Austria’s capital Vienna is one of several European cities that have announced wide-ranging plans to tackle climate change. In 2014, its council published a framework strategy, called Smart City Wien, which aims for a 35 % reduction in local per-capita greenhouse gas emissions by 2030 and an 80 % cut by 2050 against a 1990 baseline (see p. 32 of the attached document). This strategy also includes energy spatial plans, a new sort of planning concept described in section 2b of Vienna’s building regulations. Newbuilds put up in these areas designated for the protection of the environment cannot have fossil fuel heating systems installed. Since most urban areas have little roof space available, solar district heating will be crucial to meeting the city’s ambitious targets.
Chart: Smart City Wien, Vienna City Administration
“Soon, most probably from the second half of this year, energy spatial plans will be adopted in specific districts,” said Emre Koca, Expert for Renewable Energy and Spatial Planning for Vienna. “Installing fossil fuel heating in these protected areas will not be possible. Another aim of the new energy spatial plans is the integration of renewable energy systems into renovation projects, to replace fossil fuel burners.” Possible alternative technologies are district heating, heat pumps or solar thermal systems. The plans have to be approved by the city council, after they are notified by the EU Commission.
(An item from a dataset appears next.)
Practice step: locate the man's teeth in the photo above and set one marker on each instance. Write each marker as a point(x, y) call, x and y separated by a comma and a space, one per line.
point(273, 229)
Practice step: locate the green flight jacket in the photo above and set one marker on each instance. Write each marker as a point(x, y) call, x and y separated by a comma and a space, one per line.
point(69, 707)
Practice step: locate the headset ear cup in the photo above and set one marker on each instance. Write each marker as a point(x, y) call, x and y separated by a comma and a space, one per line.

Positive effects on SDH market
“We expect that the new policy will spur growth in the renewable heating and district heating markets and will have a positive influence on the solar thermal sector as well,” said Roger Hackstock, Managing Director of industry association Austria Solar. Another driver of growth, according to the organisation, could be the incentive programme that is part of the newly elected government’s coalition agreement for the period from 2020 to 2024. In a chapter titled Phasing Out Fossil Fuels in Space Heating, the coalition partners have promised support for large renewable energy plants, with the aim of raising the average proportion of renewable district heat by at least 1.5 % annually.
Bernd Vogl, Head of Energy Planning for Vienna, noted in an interview with https://www.energie-bau.at/ that he expects the share of renewable energy sources to increase in the district heating sector as well. Koca confirmed that the city council had already been looking for suitable areas. “We are currently investigating whether they meet certain requirements and what possible solar thermal energy solutions we could use in district heating.”
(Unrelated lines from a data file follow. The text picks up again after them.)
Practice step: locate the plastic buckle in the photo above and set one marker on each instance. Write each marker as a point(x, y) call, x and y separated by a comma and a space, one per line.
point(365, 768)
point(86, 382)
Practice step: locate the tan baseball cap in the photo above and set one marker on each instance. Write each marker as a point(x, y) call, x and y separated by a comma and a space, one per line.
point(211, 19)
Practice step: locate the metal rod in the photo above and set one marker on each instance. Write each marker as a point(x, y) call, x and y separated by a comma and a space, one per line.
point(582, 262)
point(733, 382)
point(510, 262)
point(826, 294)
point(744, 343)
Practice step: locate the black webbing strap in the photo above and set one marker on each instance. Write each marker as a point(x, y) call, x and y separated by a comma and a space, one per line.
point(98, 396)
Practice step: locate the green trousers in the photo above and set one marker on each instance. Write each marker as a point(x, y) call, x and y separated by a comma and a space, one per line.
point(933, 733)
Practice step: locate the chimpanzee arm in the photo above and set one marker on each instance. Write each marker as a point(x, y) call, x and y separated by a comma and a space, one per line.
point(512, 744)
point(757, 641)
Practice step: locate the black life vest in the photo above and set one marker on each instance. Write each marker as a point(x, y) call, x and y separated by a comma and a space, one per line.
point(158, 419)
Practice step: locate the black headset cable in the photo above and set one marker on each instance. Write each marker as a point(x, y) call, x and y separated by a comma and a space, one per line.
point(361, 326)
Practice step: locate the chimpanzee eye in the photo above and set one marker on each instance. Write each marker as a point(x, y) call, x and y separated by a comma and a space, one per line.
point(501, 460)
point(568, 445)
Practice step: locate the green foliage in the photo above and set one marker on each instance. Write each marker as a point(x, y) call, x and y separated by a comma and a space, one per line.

A total of 656 m2 of collector area, installed on the roof of a boiler house in Simmering, is used to preheat feed water for the boilers that supply heat to the district heating network.
Competing for roof space
When the conversation turned to residential solar hot water systems, Koca sounded rather sceptical about positive impacts of the new policy on solar thermal deployment. While he said that photovoltaic plants will be used for power generation, he expects heat pumps to take priority over solar thermal in order to meet heat demand from buildings. “So far, solar thermal energy has contributed very little to municipal energy supply, providing as little as 17 GWh to meet gross energy consumption, which comes to 43,000 GWh annually,” he explained. He added that the market for solar thermal energy seems to be declining, as it competes with PV for (the limited) roof space available in urban areas.
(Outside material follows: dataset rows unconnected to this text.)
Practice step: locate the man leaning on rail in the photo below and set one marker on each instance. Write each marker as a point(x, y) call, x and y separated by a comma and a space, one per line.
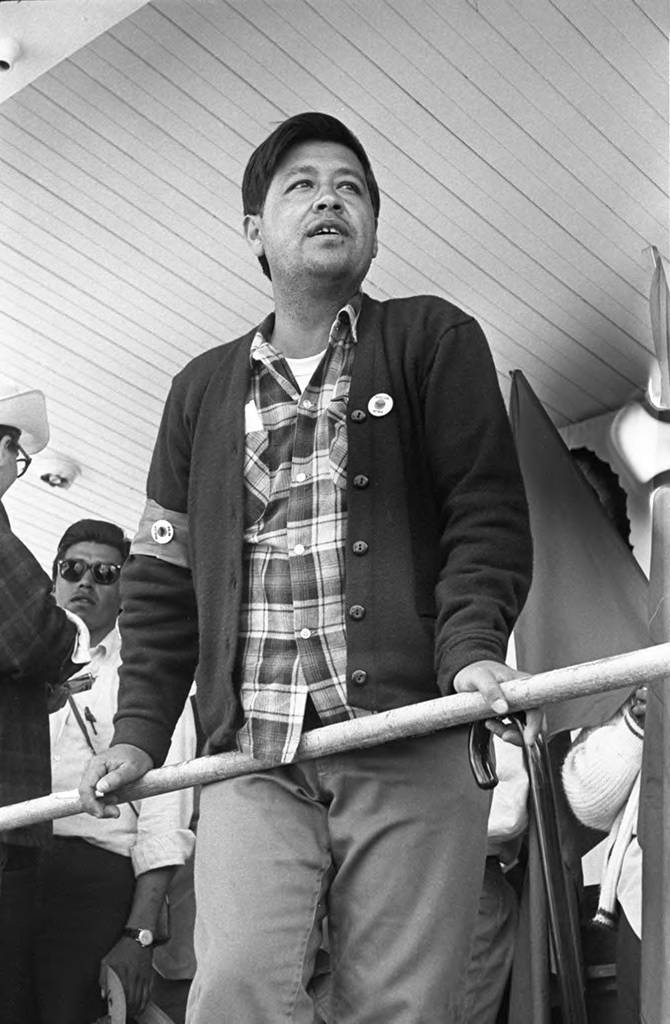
point(335, 525)
point(40, 646)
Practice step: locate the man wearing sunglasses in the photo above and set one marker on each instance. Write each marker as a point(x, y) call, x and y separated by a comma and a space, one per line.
point(40, 646)
point(103, 883)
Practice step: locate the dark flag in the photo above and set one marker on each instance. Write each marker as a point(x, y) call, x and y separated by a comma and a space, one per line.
point(588, 600)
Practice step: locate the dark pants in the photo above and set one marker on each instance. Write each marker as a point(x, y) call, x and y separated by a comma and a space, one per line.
point(628, 974)
point(86, 894)
point(18, 872)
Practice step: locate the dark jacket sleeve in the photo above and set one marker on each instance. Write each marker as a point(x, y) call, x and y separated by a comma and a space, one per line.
point(486, 547)
point(36, 636)
point(158, 623)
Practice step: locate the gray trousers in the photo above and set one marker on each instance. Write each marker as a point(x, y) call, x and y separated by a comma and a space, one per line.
point(388, 842)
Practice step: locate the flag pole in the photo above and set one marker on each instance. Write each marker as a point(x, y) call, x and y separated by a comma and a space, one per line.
point(621, 672)
point(655, 793)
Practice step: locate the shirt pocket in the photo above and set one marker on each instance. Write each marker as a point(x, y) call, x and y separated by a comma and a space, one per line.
point(256, 477)
point(337, 442)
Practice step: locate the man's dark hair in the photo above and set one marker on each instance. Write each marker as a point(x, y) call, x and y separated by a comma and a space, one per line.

The Vienna city council is a committed member of several international networks such as the Energy Cities programme and the EIT Climate-KIC project, where it shares knowledge and, at the same time, benefits from the know-how accumulated by partner cities. “Taking part in these EU-funded projects is important because it helps city officials explain to political decision-makers how the transformation of the energy sector can be implemented at the local level,” Koca said.
|Network (based in)
|Energy Cities (France)
|A total of 1,000 local government officials in 30 countries have teamed up to promote a radical transformation of energy systems and policy and provide citizens with the means to create a decentralised and renewable energy future.
|EIT Climate-KIC (Austria)
|More than 370 international partners, such as universities, businesses, cities and NGOs, use this network to discuss how to set up a zero-carbon economy.
Two networks founded in 2018 support cities on their path to new energy systems.